2 Photos of Tense White House Moments: Note the Differences

Mr. Obama did not take a seat at the table as he watched a live feed of the raid from a crewless drone overhead. Instead, he was seated off to the side, next to Brig. Gen. Marshall B. Webb, assistant commanding general of Joint Special Operations Command, who was overseeing the communications for the operation.
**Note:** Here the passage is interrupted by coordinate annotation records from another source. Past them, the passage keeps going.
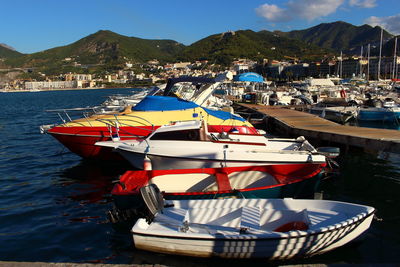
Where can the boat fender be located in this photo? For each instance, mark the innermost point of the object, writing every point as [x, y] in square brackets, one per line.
[292, 226]
[147, 164]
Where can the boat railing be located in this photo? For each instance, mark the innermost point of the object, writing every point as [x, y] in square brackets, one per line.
[69, 115]
[115, 123]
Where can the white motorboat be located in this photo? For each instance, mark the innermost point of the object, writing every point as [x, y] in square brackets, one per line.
[187, 145]
[248, 228]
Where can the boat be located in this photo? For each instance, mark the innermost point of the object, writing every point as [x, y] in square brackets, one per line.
[276, 229]
[387, 111]
[184, 145]
[80, 135]
[265, 181]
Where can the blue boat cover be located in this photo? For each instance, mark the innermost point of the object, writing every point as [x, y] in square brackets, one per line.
[249, 77]
[166, 103]
[163, 103]
[194, 80]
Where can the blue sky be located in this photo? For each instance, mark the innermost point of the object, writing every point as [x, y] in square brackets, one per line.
[32, 26]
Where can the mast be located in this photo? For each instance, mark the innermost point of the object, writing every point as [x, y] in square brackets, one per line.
[341, 65]
[394, 58]
[361, 62]
[369, 49]
[380, 55]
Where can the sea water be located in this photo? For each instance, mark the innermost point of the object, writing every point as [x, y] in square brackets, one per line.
[53, 204]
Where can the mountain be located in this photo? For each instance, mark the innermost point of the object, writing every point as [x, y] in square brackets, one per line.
[8, 52]
[222, 48]
[340, 36]
[388, 47]
[102, 47]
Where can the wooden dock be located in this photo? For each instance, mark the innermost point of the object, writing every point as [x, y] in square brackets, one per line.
[291, 122]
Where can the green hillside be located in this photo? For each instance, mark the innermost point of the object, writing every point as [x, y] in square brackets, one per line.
[6, 52]
[103, 47]
[223, 48]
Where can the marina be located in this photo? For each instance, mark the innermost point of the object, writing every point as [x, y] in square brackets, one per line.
[289, 122]
[67, 198]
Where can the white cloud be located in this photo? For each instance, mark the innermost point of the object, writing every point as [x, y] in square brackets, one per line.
[390, 23]
[273, 13]
[305, 9]
[312, 9]
[363, 3]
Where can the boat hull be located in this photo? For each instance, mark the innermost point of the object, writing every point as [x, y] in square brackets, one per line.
[81, 139]
[162, 162]
[204, 240]
[294, 181]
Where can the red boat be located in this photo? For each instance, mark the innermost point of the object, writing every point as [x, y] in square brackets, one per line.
[80, 135]
[266, 181]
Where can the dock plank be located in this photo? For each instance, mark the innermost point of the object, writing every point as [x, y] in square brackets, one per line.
[302, 123]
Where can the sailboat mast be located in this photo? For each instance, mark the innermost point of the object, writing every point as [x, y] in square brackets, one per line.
[380, 55]
[394, 58]
[341, 65]
[369, 49]
[361, 62]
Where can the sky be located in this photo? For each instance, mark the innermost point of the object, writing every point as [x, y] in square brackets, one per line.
[32, 26]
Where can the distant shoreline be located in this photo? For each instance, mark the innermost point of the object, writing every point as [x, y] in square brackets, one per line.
[64, 89]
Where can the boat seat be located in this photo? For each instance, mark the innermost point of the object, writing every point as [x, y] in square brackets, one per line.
[223, 181]
[271, 219]
[250, 218]
[250, 179]
[194, 182]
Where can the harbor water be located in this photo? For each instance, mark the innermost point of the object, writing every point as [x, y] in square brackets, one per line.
[53, 204]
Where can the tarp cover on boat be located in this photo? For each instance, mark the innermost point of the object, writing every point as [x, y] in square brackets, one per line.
[223, 115]
[166, 103]
[194, 80]
[249, 77]
[163, 103]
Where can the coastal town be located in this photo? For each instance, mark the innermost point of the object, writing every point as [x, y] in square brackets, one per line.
[203, 133]
[350, 67]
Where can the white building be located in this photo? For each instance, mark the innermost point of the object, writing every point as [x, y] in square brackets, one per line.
[50, 85]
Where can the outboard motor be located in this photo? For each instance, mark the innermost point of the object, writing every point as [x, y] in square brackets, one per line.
[329, 152]
[153, 199]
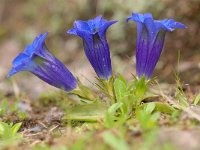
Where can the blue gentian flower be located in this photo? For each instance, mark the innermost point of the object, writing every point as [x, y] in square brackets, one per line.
[150, 41]
[95, 44]
[37, 59]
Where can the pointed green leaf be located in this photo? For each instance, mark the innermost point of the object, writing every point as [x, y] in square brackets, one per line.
[87, 112]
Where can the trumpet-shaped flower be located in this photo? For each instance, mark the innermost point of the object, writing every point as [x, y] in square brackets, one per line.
[95, 44]
[38, 60]
[150, 41]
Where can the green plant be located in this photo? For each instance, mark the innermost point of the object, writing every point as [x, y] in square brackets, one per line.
[9, 134]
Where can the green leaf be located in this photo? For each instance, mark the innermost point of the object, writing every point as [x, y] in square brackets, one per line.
[161, 107]
[87, 112]
[112, 109]
[120, 89]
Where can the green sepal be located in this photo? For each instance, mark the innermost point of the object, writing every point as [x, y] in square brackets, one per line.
[160, 107]
[86, 112]
[84, 92]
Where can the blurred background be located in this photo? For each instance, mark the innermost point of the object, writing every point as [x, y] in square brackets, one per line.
[22, 20]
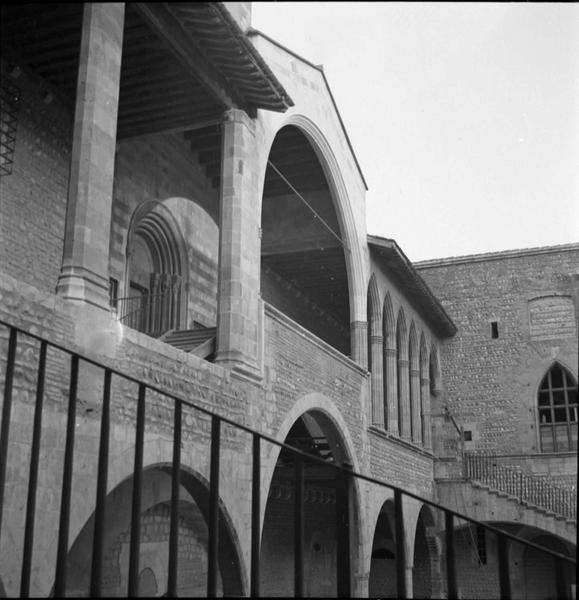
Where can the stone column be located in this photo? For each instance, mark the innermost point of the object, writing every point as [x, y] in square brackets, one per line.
[377, 379]
[416, 408]
[239, 245]
[425, 404]
[359, 342]
[404, 399]
[391, 387]
[84, 275]
[408, 573]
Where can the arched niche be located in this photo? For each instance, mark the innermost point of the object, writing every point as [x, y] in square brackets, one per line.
[156, 275]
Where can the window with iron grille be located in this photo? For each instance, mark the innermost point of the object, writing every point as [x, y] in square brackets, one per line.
[557, 400]
[9, 104]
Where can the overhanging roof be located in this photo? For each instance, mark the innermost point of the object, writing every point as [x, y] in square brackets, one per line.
[217, 35]
[406, 277]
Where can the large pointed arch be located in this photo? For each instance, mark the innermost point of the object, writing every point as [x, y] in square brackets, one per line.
[557, 410]
[350, 230]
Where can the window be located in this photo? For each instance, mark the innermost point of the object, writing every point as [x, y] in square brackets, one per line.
[557, 405]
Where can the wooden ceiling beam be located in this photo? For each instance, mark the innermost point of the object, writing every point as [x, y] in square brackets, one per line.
[178, 42]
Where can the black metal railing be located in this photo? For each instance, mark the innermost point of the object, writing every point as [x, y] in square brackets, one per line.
[343, 478]
[153, 314]
[540, 491]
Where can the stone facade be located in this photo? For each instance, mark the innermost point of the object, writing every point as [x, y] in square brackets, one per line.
[97, 227]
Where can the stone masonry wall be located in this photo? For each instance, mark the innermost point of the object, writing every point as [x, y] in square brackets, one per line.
[33, 197]
[492, 383]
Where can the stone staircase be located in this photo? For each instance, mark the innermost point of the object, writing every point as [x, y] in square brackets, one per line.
[200, 341]
[484, 503]
[539, 492]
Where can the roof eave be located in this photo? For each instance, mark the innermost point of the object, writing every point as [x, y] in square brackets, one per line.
[411, 281]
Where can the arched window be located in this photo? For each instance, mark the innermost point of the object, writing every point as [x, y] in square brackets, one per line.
[557, 401]
[155, 298]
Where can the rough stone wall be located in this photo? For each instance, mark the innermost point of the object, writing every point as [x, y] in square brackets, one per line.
[33, 197]
[491, 383]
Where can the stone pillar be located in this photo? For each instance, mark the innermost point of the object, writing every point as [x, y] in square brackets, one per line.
[391, 391]
[425, 404]
[404, 399]
[377, 379]
[359, 342]
[84, 274]
[239, 245]
[408, 573]
[416, 408]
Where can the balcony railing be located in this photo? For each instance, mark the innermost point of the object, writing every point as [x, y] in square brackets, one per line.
[182, 408]
[540, 491]
[153, 314]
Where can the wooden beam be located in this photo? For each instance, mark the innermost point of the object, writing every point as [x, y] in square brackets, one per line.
[176, 39]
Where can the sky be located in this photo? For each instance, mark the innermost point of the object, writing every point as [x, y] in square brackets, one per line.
[464, 117]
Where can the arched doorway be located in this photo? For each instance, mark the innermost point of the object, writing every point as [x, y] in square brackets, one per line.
[426, 577]
[154, 541]
[327, 509]
[383, 580]
[303, 263]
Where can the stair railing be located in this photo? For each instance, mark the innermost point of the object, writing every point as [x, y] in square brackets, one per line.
[539, 490]
[16, 363]
[153, 314]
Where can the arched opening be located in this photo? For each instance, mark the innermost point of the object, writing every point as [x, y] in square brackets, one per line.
[414, 380]
[389, 362]
[557, 408]
[426, 577]
[154, 541]
[155, 291]
[403, 390]
[383, 582]
[303, 265]
[375, 349]
[327, 510]
[424, 393]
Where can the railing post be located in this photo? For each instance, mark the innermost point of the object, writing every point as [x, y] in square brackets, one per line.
[560, 579]
[33, 477]
[135, 539]
[299, 528]
[255, 515]
[175, 483]
[62, 550]
[450, 563]
[6, 410]
[101, 493]
[503, 562]
[400, 548]
[213, 545]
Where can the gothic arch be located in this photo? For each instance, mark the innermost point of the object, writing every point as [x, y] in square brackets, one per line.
[375, 352]
[354, 254]
[156, 274]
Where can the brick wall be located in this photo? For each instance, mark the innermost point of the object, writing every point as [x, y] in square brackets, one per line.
[491, 383]
[34, 195]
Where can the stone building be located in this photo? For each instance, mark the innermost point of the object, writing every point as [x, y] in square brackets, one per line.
[183, 221]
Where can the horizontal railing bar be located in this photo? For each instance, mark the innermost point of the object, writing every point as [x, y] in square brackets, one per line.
[295, 451]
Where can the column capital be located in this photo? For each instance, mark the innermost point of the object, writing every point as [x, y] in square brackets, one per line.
[237, 115]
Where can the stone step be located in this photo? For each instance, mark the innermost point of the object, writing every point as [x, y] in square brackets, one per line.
[189, 339]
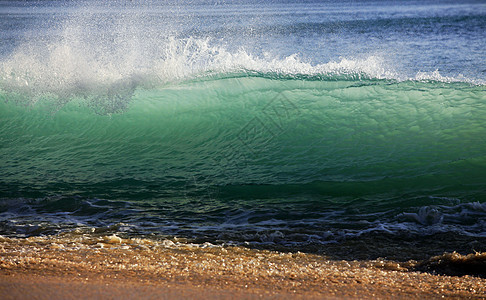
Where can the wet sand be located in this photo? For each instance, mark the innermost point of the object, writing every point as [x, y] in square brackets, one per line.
[82, 267]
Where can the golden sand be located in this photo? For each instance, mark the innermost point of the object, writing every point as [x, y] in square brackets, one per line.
[88, 262]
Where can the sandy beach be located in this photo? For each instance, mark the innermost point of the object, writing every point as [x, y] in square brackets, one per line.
[86, 267]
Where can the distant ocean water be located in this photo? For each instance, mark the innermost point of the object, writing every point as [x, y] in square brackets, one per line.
[294, 125]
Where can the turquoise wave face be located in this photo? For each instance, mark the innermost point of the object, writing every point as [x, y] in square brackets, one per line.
[249, 158]
[251, 130]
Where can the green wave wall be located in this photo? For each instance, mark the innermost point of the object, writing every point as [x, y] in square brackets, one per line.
[364, 138]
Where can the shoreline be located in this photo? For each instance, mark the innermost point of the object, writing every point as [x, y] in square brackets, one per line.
[99, 267]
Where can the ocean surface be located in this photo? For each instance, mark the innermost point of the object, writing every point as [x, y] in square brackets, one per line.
[295, 125]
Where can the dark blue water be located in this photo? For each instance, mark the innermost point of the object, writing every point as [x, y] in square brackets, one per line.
[294, 124]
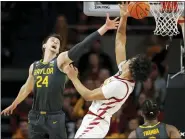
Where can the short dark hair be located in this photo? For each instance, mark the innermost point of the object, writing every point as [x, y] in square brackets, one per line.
[150, 109]
[62, 47]
[140, 67]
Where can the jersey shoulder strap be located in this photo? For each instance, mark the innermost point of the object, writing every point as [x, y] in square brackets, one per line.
[34, 65]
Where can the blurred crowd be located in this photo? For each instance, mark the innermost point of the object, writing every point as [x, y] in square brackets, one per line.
[94, 67]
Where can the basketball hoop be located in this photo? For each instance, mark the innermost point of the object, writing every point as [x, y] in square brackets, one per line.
[166, 15]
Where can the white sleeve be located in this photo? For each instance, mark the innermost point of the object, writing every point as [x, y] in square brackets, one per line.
[115, 89]
[120, 67]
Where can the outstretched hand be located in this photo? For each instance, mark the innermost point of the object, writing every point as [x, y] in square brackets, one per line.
[124, 9]
[112, 24]
[71, 71]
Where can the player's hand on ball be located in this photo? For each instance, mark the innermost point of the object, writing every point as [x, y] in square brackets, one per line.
[8, 111]
[124, 9]
[71, 71]
[112, 24]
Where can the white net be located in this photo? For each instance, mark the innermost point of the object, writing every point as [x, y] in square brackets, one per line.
[166, 15]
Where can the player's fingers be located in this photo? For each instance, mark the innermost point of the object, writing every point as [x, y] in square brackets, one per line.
[126, 3]
[116, 19]
[107, 15]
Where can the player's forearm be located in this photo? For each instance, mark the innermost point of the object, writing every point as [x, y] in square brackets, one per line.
[78, 50]
[182, 26]
[21, 96]
[121, 32]
[81, 88]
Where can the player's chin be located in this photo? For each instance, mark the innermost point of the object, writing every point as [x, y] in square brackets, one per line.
[53, 50]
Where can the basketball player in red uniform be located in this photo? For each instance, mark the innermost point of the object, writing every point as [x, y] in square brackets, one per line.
[108, 99]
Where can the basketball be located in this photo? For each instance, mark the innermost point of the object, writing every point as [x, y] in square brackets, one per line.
[139, 10]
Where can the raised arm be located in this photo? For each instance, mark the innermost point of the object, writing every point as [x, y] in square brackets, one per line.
[75, 52]
[23, 93]
[121, 35]
[107, 91]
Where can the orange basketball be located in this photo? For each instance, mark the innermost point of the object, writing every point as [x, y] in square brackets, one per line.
[139, 10]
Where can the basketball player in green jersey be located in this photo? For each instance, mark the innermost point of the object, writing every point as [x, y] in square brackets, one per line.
[152, 128]
[47, 82]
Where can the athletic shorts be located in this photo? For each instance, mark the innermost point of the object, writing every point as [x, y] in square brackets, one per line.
[93, 127]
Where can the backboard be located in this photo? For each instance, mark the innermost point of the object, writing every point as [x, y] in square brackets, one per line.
[100, 8]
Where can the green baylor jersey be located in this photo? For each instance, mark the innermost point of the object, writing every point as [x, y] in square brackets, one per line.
[49, 84]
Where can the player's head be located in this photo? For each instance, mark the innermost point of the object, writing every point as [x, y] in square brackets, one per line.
[139, 67]
[150, 109]
[52, 43]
Also seated around the table: Vice President Joseph R. Biden, Jr., without a tie; Denis McDonough, who was deputy national security adviser at the time, and also tieless; Secretary of State Hillary Clinton, with a hand covering her mouth in a gesture of apparent awe at what she was witnessing (at the time she said she was covering her mouth to cough, but later said it was a gasp); and Defense Secretary Robert M. Gates, with a tie but no jacket. Seven other national security officials, including Tom Donilon, the national security adviser (sans tie), filled the space behind the chairs to standing-room-only capacity.

The tension in the photograph is the scene of the nation’s top national security officials so absorbed in action taking place halfway across the globe that no one in the room seems aware of the presence of a photographer documenting the moment, or where they were positioned in relation to the president.

Mr. Trump, in contrast, is seated at the head of the table in the Situation Room’s main conference room, positioned at the center of the action with a smaller circle of aides fanning out around him.

On one side of Mr. Trump is Vice President Mike Pence. On the other is Defense Secretary Mark T. Esper. The other officials are: Robert C. O’Brien, the national security adviser; Gen. Mark A. Milley, the chairman of the Joint Chiefs of Staff; and Brig. Gen. Marcus Evans, deputy director for special operations on the Joint Staff, whose face is obscured.

Mr. Obama’s understated position in the photograph makes him look like a White House staffer, not the man who ordered the raid the night before. Mr. Trump looks like a chief executive posing for a photograph in which his role is central to the story itself.

Minus the military uniforms, the Styrofoam coffee cups from the White House mess and the tangle of cables on the table, the picture could be mistaken as a still from Mr. Trump’s old reality show, “The Apprentice.”